17.10.2019 - 16:30 Uhr
MünchenDeutschland & Welt

Aiwanger: Industriebetriebe zurück nach Bayern holen

Hubert Aiwanger will den Industriestandort Bayern sichern. Abgewanderte Betriebe sollen wieder zurück kommen. Dazu gibt es ein Bündel an Maßnahmen.

Hubert Aiwanger (Freie Wähler), stellvertretender Ministerpräsident und Staatsminister für Wirtschaft in Bayern.
von Jürgen UmlauftProfil

Im Rahmen seiner Industriestrategie will Wirtschaftsminister Hubert Aiwanger (Freie Wähler) ins Ausland verlagerte Produktion nach Bayern zurückholen. Er wolle dies mit industriefreundlichen Rahmenbedingungen erreichen, erklärte Aiwanger im Landtag. Dazu zählte er die Förderung neuer Technologien, die Schaffung einer leistungsfähigen Telekommunikationsinfrastruktur, eine sichere und bezahlbare Energieversorgung sowie die Qualifizierung von Arbeitskräften. "Wir wollen den Industriestandort Bayern erhalten und sichern", sagte Aiwanger. Immerhin sei die Industrie für gut ein Viertel der bayerischen Bruttowertschöpfung verantwortlich und beschäftige 1,3 Millionen Menschen.

Konkret verwies Aiwanger auf Fördermaßnahmen wie den Digitalbonus für Handwerk und Mittelstand, die verbesserten Hilfen für Unternehmensgründer und die Forschungsinitiativen in den Bereichen Digitalisierung und Künstliche Intelligenz. Um neue Industrien zu entwickeln, verfolge man zudem eine Bio-Ökonomiestrategie, die die Abhängigkeit der Wirtschaft von Öl und Gas sowohl bei der Energieversorgung als auch bei Bau- und Werkstoffen voranbringen soll. "Wir wollen hier federführend sein und damit Geld verdienen", betonte Aiwanger. Als Beispiel nannte er die Entwicklung neuer Antriebstechnologien für Autos und Nutzfahrzeuge. Bei der Nachwuchsförderung warnte Aiwanger vor einer "Überakademisierung". Akademische und berufliche Bildung müssten "auf Augenhöhe" erfolgen.
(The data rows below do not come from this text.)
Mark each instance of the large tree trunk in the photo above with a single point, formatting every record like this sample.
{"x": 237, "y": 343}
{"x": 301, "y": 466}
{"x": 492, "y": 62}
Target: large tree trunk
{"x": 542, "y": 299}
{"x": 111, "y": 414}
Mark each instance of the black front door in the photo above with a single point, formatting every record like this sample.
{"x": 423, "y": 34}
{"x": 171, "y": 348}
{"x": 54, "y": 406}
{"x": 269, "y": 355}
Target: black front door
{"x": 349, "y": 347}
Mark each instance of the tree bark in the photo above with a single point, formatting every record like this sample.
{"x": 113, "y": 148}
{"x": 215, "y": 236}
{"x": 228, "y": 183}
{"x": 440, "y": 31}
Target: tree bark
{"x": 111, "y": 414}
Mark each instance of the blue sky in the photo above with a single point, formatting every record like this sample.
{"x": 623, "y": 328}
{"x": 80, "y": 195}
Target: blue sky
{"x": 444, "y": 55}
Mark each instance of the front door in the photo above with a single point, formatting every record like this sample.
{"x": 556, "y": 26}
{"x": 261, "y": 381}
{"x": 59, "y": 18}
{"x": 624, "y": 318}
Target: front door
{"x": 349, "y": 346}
SPD-Wirtschaftssprecherin Annette Karl erklärte, die von Aiwanger aufgeführten Einzelpunkte seien noch keine Strategie. Es fehle ein ganzheitlicher Ansatz, der auch die Arbeitnehmer im Blick habe. Diese begegneten den neuen Technologien aus Sorge um ihre Jobs oft mit Vorbehalten. Hier sei es Aufgabe des Staates, die Risiken zu minimieren. Zudem verlangte sie von Aiwanger ein klares Bekenntnis zu den neuen Stromtrassen. Ohne diese sei die Energieversorgung der Industrie nicht gesichert. "Mit 100 Windrädern und ein paar Anlagen zur Kraft-Wärme-Kopplung werden wir das nicht hinkriegen", warnte Karl. Aiwanger setzte dagegen weiter auf mehr dezentrale Stromproduktion und die Power-to-Gas-Technologie.

Franz Bergmüller (AfD) forderte einen "Staatsfonds" für notleidende Betriebe und ein Umdenken in der Bildungspolitik. Um den Fachkräftenachwuchs im Bereich der beruflichen Bildung zu sichern, müsse der Zugang zum Gymnasium erschwert werden, sagte er. Die Grüne Barbara Fuchs sprach sich für eine verbesserte Weiterbildung der Arbeitskräfte und eine weitreichendere Ökologisierung der Industrie aus. Als "Quatsch" bezeichnete Albert Duin (FDP) die politisch einseitige Ausrichtung auf die Elektromobilität. Mit Blick auf die globalen Märkte werde der Verbrennungsmotor weiter gebraucht. Klaus Holetschek (CSU) betonte, Ökologie und Ökonomie müssten sich die Waage halten. Als wichtigsten Standortfaktor der Zukunft sah er die gesicherte und kostengünstige Energieversorgung der Industrie.